A mouse model has shown how one type of cancer turns into another
Lung tumors called adenocarcinomas in some cases respond to initially effective treatment by transforming into the much more aggressive small cell lung cancer, which spreads rapidly and has few treatment options. The researchers developed a mouse model to uncover the mechanisms of this histologic transformation.
Cancer cells continue to evolve to escape the pressures of effective treatments. For example, small cell lung cancer is most common in avid smokers, but also develops in patients with lung adenocarcinomas. It is especially common after treatment that targets a protein called the epidermal growth factor receptor. Newly mutated tumors like small cell lung cancer are resistant to therapy against this receptor because their growth is "fueled" by a new cancer-causing factor, high levels of the Myc protein.
Some oncogenes, such as the epidermal growth factor receptor gene and Myc, normally control cell growth, but in mutants are known for their role in promoting cancer growth and spread. Tumor suppressor genes, on the other hand, stop cell division and further cancer progression.
The researchers, whose work is published in the journal Science, found that in the transition from lung adenocarcinoma to small cell lung cancer, the mutated cells undergo a change in cellular identity through an intermediate stem cell-like state. The scientists engineered mice with a common form of lung adenocarcinoma in which lung epithelial cells are driven by a mutated version of the epidermal growth factor receptor gene.
The scientists then turned the adenocarcinoma tumors into small cell lung cancer tumors, which normally arise from neuroendocrine cells.
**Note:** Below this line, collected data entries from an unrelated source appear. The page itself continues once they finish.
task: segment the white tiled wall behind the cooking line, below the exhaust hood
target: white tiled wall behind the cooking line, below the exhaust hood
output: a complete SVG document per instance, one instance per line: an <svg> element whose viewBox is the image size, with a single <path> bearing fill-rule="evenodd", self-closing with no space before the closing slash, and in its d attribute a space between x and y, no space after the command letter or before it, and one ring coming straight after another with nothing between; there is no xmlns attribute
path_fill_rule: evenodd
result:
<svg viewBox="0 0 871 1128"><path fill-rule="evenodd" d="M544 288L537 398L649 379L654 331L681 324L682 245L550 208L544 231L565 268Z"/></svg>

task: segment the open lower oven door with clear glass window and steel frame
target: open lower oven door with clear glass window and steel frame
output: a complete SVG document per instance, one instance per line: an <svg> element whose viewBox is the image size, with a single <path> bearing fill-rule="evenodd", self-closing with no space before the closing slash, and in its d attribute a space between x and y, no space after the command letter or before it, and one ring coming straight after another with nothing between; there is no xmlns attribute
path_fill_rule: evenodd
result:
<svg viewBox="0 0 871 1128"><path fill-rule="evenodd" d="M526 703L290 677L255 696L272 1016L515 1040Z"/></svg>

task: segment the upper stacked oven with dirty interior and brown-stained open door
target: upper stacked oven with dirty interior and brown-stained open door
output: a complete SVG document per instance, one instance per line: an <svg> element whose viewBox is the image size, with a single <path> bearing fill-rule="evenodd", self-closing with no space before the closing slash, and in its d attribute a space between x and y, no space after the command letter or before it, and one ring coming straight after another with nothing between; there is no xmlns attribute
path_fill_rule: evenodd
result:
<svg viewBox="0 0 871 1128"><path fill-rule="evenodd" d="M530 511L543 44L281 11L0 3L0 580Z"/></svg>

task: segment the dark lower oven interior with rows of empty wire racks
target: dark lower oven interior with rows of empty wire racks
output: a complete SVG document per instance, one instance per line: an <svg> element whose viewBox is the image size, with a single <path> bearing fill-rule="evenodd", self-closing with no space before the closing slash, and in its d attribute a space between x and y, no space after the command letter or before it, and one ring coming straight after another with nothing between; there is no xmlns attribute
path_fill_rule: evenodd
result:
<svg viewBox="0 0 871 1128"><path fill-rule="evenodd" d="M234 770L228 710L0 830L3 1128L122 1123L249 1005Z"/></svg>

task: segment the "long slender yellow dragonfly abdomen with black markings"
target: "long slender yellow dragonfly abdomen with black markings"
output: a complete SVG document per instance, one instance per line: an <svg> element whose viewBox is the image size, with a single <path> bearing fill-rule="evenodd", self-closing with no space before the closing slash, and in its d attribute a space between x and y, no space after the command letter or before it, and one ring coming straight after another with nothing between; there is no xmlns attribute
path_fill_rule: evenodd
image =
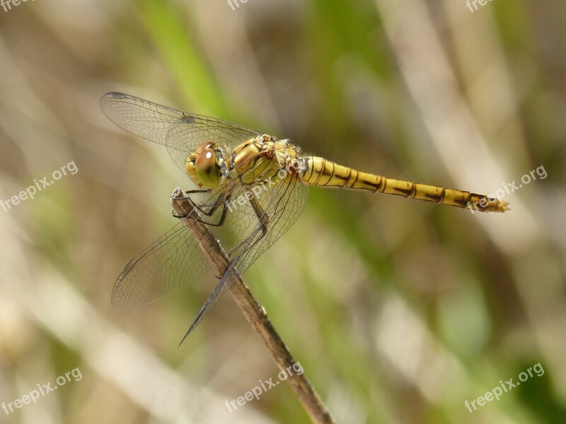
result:
<svg viewBox="0 0 566 424"><path fill-rule="evenodd" d="M507 210L506 201L493 199L484 194L359 172L316 156L306 158L306 164L306 171L301 174L301 180L309 185L393 194L481 212Z"/></svg>

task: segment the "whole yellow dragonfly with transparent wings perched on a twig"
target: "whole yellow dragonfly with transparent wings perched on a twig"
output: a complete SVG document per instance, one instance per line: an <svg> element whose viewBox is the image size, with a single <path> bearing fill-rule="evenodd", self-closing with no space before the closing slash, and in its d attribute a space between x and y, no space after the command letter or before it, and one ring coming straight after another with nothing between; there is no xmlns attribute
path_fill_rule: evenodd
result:
<svg viewBox="0 0 566 424"><path fill-rule="evenodd" d="M305 155L289 139L124 93L105 94L100 107L120 128L166 146L195 184L197 189L185 192L195 213L178 218L211 230L233 228L229 266L183 340L236 278L291 228L304 209L308 186L393 194L481 212L508 209L506 201L491 196L360 172ZM122 269L112 288L113 307L149 305L209 271L212 265L183 220Z"/></svg>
They did this by turning off the epidermal growth factor receptor gene and tumor suppressor genes (Rb1 and Trp53), and by increasing the activity of the Myc gene, which encodes a protein of the same name.
During the transformation process, the researchers found an intermediate stem cell-like stage that was neither adenocarcinoma nor small cell lung cancer. Cells in this transitional state acquired a neuroendocrine nature only in the presence of mutations in two genes, tumor suppressors. Loss of another suppressor accelerated the process. In this case, oncogenic Myc triggered the transformation of intermediate stem cells into small cell lung cancer.
The study showed that oncogenes act in a context-dependent manner. While most lung cells are resistant to becoming cancerous due to the Myc protein, neuroendocrine cells are highly sensitive to its oncogenic effects. Conversely, the epithelial cells that line the air sacs of the lungs and act as precursors to lung adenocarcinomas overgrow in response to the mutated epidermal growth factor receptor gene.
The new scientific work was another in a piggy bank of targeting Myc family proteins that are involved in many types of cancer. Scientists have been able to explain how mutated cancer cell genes trigger the development of a new type of cancer and suggest targets for more effective therapies.
The researchers now plan to use the new mouse model to further study the transition of adenocarcinoma to small cell lung cancer, detailing, for example, how the immune system usually responds to this transition.